Religious Establishment in Britain
I am in the process of re-writing my D.Phil thesis as a monograph. It addressed changes in the constitutional status of the three national churches in the United Kingdom during the period from 1919-1921: the Church Assembly (Powers) Act, 1919; the Welsh Church (Temporalities) Act, 1919; and the Church of Scotland Act, 1921. The status of all three national churches was altered by the post-World War I Lloyd George coalition, but in different ways. The puzzle was to find out why they were different but why all of the changes took place in such a short time. The answer to the first question had to do with the differing internal structures of the churches and the national environments in which they existed; the answer to the second was the sudden change in the price of grain during World War I.
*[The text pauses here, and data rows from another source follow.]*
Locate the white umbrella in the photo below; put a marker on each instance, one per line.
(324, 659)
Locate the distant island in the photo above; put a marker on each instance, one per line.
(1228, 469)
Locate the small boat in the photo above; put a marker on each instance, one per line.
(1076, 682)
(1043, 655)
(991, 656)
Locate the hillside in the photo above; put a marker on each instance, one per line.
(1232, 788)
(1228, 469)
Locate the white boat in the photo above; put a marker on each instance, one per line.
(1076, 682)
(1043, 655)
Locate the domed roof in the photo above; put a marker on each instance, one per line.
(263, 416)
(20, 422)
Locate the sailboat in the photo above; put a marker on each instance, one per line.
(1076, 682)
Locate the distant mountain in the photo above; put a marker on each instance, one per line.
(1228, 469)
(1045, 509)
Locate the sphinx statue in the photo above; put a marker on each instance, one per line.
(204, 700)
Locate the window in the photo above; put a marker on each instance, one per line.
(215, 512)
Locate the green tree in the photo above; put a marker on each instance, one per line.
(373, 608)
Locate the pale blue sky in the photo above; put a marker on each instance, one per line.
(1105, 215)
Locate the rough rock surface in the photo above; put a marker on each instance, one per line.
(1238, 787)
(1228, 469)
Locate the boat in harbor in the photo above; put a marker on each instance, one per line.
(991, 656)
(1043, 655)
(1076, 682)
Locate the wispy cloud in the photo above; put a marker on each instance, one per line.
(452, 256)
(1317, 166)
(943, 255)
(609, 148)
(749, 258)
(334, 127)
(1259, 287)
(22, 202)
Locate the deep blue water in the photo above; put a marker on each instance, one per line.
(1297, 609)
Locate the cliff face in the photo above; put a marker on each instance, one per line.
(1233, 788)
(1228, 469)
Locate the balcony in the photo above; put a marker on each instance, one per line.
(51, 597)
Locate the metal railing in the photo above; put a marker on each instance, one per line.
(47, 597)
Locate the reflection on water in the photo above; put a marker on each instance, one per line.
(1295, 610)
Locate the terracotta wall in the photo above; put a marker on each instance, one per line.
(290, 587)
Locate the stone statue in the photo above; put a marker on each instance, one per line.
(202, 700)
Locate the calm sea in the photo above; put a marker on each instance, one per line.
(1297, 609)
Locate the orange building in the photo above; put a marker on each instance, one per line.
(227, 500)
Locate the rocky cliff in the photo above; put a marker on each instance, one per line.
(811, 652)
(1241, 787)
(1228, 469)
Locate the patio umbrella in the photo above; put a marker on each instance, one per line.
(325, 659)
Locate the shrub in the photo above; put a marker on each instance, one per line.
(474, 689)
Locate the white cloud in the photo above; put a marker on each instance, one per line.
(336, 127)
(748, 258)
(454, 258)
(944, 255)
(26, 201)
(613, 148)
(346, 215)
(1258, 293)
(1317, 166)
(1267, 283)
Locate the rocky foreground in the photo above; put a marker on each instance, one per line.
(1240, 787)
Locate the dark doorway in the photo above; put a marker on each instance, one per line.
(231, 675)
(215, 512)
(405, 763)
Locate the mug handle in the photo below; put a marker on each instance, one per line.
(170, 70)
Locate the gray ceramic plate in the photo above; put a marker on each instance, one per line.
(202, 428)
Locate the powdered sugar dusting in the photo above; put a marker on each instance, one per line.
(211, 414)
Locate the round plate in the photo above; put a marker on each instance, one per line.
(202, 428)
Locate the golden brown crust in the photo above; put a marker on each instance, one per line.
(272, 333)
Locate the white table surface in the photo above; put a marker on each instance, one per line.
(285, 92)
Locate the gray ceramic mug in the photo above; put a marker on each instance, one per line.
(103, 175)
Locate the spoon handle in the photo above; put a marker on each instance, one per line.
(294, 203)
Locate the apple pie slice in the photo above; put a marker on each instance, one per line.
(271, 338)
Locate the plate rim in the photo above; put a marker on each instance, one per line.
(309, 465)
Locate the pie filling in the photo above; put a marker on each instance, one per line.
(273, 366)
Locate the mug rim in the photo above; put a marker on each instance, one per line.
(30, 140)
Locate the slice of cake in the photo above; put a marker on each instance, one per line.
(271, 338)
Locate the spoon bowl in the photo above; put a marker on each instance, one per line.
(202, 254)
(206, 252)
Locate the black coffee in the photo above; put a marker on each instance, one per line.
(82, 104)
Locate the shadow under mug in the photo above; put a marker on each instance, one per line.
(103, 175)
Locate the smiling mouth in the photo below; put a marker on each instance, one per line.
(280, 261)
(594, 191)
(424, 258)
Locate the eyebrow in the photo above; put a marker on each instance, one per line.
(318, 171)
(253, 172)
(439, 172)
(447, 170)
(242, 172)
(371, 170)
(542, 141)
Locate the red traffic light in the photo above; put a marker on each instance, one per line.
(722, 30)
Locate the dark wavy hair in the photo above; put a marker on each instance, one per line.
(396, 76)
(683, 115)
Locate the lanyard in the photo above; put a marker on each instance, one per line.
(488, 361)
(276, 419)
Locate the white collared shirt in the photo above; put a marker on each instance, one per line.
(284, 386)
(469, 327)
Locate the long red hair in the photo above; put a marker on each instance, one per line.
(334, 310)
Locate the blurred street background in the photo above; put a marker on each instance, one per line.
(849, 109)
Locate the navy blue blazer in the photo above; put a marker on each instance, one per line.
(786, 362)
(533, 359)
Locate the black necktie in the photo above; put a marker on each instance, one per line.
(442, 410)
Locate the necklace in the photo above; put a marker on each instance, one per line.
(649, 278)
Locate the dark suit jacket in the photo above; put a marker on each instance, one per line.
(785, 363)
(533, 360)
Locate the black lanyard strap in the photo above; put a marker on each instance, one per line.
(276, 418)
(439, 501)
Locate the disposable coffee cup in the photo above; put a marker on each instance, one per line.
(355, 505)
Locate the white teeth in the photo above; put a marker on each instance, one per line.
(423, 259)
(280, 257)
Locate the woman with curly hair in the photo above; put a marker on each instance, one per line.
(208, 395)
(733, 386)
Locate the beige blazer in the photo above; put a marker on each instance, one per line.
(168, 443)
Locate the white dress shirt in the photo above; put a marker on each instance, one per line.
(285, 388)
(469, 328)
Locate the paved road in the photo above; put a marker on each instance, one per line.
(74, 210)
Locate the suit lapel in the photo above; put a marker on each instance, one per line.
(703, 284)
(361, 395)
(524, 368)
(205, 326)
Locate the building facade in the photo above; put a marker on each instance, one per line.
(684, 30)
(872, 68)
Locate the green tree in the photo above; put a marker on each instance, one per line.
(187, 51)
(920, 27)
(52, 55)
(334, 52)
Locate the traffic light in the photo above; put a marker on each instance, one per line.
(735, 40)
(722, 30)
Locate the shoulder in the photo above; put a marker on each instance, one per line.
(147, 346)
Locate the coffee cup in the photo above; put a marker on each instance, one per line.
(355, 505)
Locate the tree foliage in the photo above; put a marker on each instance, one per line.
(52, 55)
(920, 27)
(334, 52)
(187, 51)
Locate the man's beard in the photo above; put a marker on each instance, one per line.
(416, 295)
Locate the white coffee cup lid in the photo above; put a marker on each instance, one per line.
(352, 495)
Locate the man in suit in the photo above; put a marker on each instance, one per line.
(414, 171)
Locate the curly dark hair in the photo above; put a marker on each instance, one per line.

Iain McLean and I have collaborated a great deal since I completed my D.Phil. in 2009.
In 2013 we published a short book on this history of marriage law in the United Kingdom (and beyond). That project has already resulted in a number of blog posts and a submission to the Government Equalities Office in connection with its consultation on same-sex marriage.
Iain and I have written a series of articles, which have been published in law reviews in the United States:
- ‘Secularity and Secularism in the United Kingdom: On the Way to the First Amendment’ Brigham Young University Law Review 2011:637;
- ‘Entrenching the Establishment and Free Exercise of Religion in the UK Constitution’ International Journal of Constitutional Law 9(1):230 (2011); and
- ‘Adam Smith at the Constitutional Convention’ Loyola Law Review 56:95 (2010)
These are primarily concerned with the ongoing debate about the optimal level of church/state integration or separation and the historical roots from which that relationship derives. I have also published individually on the question of religious markets: ‘Rational Choice, Religion and the Marketplace: Where Does Adam Smith Fit In?’ Journal for the Scientific Study of Religion 48(1):186 (2009).
I am interested in:
- The religious affiliations of members of the UK Parliament during the inter-war period;
- The abdication of Edward VIII from the throne in 1936; and
- The application of rational choice methodology to history (amongst other things).